The code implements a two-dimensional combined navigation system based on the Unscented Kalman Filter (UKF), integrating data from the Inertial Measurement Unit (IMU) and the Global Navigation Satellite System (GNSS). This system employs an 8-dimensional error state model to estimate the carrier’s position, velocity, attitude, and sensor biases in real-time.
Program Overview
System Overview
- IMU (Inertial Measurement Unit): Similar to the human inner ear, it senses acceleration and rotation.
- GNSS (Global Navigation Satellite System): Similar to GPS, it provides accurate location information.
Core Technology: Unscented Kalman Filter (UKF)
The traditional Extended Kalman Filter requires linearization of complex nonlinear equations, akin to approximating curves with straight lines, which introduces errors. The UKF employs a smarter approach:
- Accurate Sampling: Selecting key “sampling points” to represent the distribution of the entire system state.
- Direct Propagation: Allowing these sampling points to pass directly through the actual nonlinear equations.
- Statistical Reconstruction: Reconstructing the statistical characteristics of the system state from the propagated sampling points.
This is like having multiple scouts take different routes and then aggregating the information to find the best path, which is more accurate than simple linear approximations.
System State Design
8-Dimensional State Vector
The system tracks 8 key state variables:
Position Information (2D)
- X-direction position: The carrier’s coordinate in the east-west direction.
- Y-direction position: The carrier’s coordinate in the north-south direction.
Velocity Information (2D)
- X-direction velocity: The carrier’s speed in the east-west direction.
- Y-direction velocity: The carrier’s speed in the north-south direction.
Attitude Information (1D)
- Heading angle: The carrier’s orientation, equivalent to a compass reading.
Sensor Biases (3D)
- Gyroscope bias: Systematic error of the gyroscope.
- X-direction accelerometer bias: Systematic error of the X-axis accelerometer.
- Y-direction accelerometer bias: Systematic error of the Y-axis accelerometer.

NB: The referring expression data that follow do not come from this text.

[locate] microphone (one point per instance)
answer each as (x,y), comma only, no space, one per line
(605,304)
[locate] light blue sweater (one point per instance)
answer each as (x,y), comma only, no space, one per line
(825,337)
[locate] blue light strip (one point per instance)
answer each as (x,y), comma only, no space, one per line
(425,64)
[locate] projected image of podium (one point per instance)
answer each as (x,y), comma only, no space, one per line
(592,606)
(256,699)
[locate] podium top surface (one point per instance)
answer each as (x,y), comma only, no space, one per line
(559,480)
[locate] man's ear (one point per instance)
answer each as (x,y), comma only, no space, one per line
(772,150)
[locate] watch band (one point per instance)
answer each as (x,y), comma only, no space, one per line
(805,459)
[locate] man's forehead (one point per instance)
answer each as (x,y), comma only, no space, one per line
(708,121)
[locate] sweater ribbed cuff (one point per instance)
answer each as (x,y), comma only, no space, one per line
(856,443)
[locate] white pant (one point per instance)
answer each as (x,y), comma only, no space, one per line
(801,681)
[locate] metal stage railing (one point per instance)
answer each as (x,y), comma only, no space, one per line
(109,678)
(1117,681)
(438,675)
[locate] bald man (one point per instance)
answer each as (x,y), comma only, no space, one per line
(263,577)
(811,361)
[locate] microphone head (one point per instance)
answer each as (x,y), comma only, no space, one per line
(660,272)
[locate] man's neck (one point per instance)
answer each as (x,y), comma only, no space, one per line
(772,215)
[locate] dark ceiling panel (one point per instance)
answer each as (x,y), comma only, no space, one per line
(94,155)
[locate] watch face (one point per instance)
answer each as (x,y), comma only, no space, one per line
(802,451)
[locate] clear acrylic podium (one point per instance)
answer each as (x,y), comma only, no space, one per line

Low-Frequency GNSS Data Fusion
GNSS provides accurate position information at a lower frequency (1Hz, once per second):
GNSS Data Characteristics:
- High accuracy: Typically achieves meter-level precision.
- Low frequency: Updates slowly, unable to capture rapid movements.
- Environmentally affected: May fail in tunnels or between tall buildings.
Fusion Strategy: When GNSS data is available, the system will:
- Compare GNSS observed position with IMU estimated position.
- Calculate the difference (innovation) between the two.
- Assign weights based on the reliability of each sensor.
- Intelligently correct the entire state estimate.
Algorithm Workflow
Prediction Phase
At each time step, the system predicts based on the current state and IMU data:
- Generate Sampling Points: Create multiple representative sampling points around the current state.
- State Propagation: Propagate each sampling point through the motion model to the next time step.
- Statistical Summary: Calculate the predicted state and uncertainty from the propagated sampling points.
Update Phase
When GNSS observation data is received:
- Observation Prediction: Predict the observation values corresponding to each sampling point.
- Calculate Gain: Compute the Kalman gain based on predicted uncertainty and observation noise.
- State Correction: Use the gain matrix to fuse observation information and correct the state estimate.
- Covariance Update: Update the uncertainty of the state estimate.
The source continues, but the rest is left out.